Town of Wolfeboro (Planning Bd.) v. Smith

Decision Date06 March 1989
Docket NumberNo. 87-434,87-434
Citation131 N.H. 449,556 A.2d 755
PartiesTOWN OF WOLFEBORO (PLANNING BOARD) v. Charles H. SMITH et al.
CourtNew Hampshire Supreme Court

Barto and Puffer P.A., Concord (Mark H. Puffer on the brief and orally), for plaintiff.

Frederic L. Cox, Wolfeboro, and Pamela D. Albee, Ossipee (Pamela D. Albee on the brief and orally), for defendants, Charles H. Smith, Richard D. Kourian and Everett S. Albee.

JOHNSON, Justice.

The plaintiff, Town of Wolfeboro (Planning Board) (hereinafter the Town), appeals from an order of the Superior Court (Dickson, J.) denying the imposition of a cease and desist order, based on its finding, upon an agreed statement of facts, that the defendants were entitled to continue excavating their property, under Laws 1979, 481:3, the grandfather clause of RSA chapter 155-E. We reverse and remand.

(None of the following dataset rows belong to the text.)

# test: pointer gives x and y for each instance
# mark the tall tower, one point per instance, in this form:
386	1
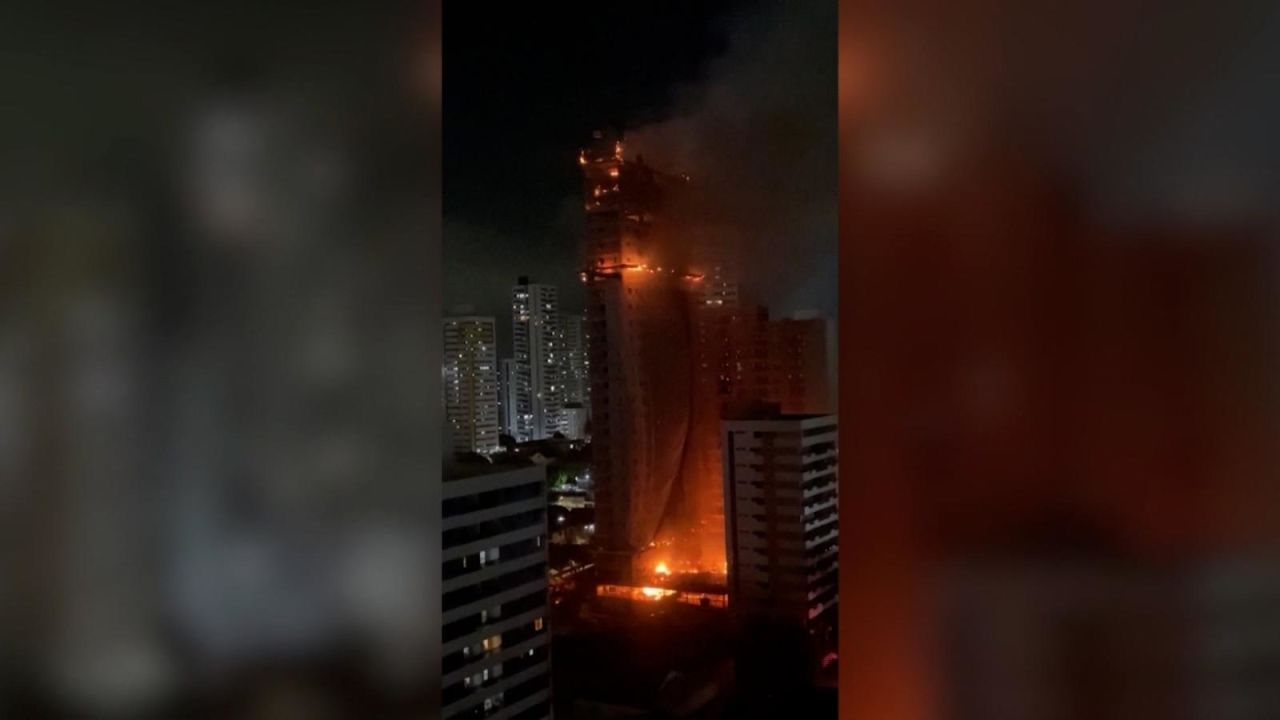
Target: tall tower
640	294
577	386
539	360
508	386
471	383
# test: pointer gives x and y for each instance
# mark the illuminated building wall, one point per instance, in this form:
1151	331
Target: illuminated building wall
639	322
508	386
471	383
796	364
539	360
784	529
496	652
577	384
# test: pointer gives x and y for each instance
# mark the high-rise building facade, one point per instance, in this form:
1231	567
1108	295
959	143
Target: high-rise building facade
640	292
577	383
471	383
539	360
782	525
795	364
496	639
508	386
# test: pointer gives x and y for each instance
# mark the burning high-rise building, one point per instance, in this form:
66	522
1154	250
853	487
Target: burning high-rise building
641	335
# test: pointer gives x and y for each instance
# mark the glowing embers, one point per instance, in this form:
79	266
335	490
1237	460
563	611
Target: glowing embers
650	593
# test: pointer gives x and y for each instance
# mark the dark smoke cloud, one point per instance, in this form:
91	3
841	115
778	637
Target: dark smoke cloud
758	136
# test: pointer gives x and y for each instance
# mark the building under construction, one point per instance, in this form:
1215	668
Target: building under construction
671	347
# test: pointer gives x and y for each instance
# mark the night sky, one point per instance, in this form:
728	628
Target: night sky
525	89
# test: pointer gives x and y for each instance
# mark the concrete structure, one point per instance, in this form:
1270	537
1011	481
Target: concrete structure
471	383
575	420
795	364
640	291
508	386
539	360
577	382
496	639
782	524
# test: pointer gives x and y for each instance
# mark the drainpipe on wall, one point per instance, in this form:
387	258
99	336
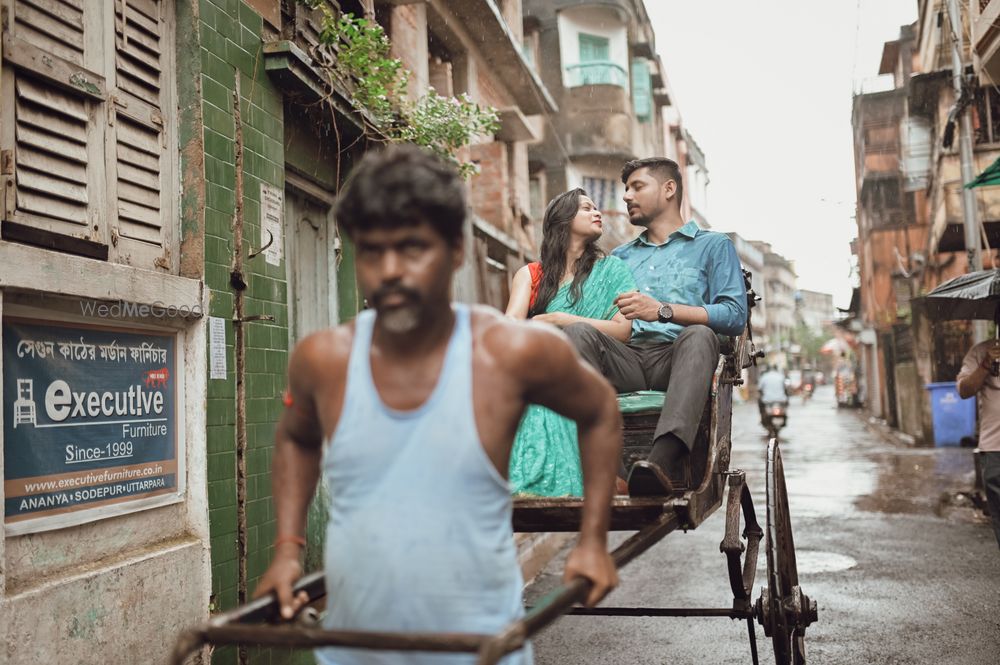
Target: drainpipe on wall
962	102
238	282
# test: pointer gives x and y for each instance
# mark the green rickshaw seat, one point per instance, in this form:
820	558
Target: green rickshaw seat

The defendants are the owners of approximately thirty-five acres of land located in Wolfeboro. Since 1950, when previous owners began excavating the property, an excavation pit has been continuously operated. On August 24, 1979, RSA chapter 155-E took effect. This statute requires owners to obtain a permit before their property can be excavated. RSA 155-E:2. Laws 1979, 481:3, however, allows the owner of an "existing excavation" to "continue such existing excavation" without a permit.

On the effective date of RSA chapter 155-E, approximately eight acres of the land now owned by the defendants had been excavated. By October 14, 1983, the date on which the defendants acquired title to the property, ten acres had been excavated. Additional excavation continued after the current owners acquired the property. There currently remain approximately ten acres of the total property to be excavated. Such excavation, according to the parties, will take two to five years to complete.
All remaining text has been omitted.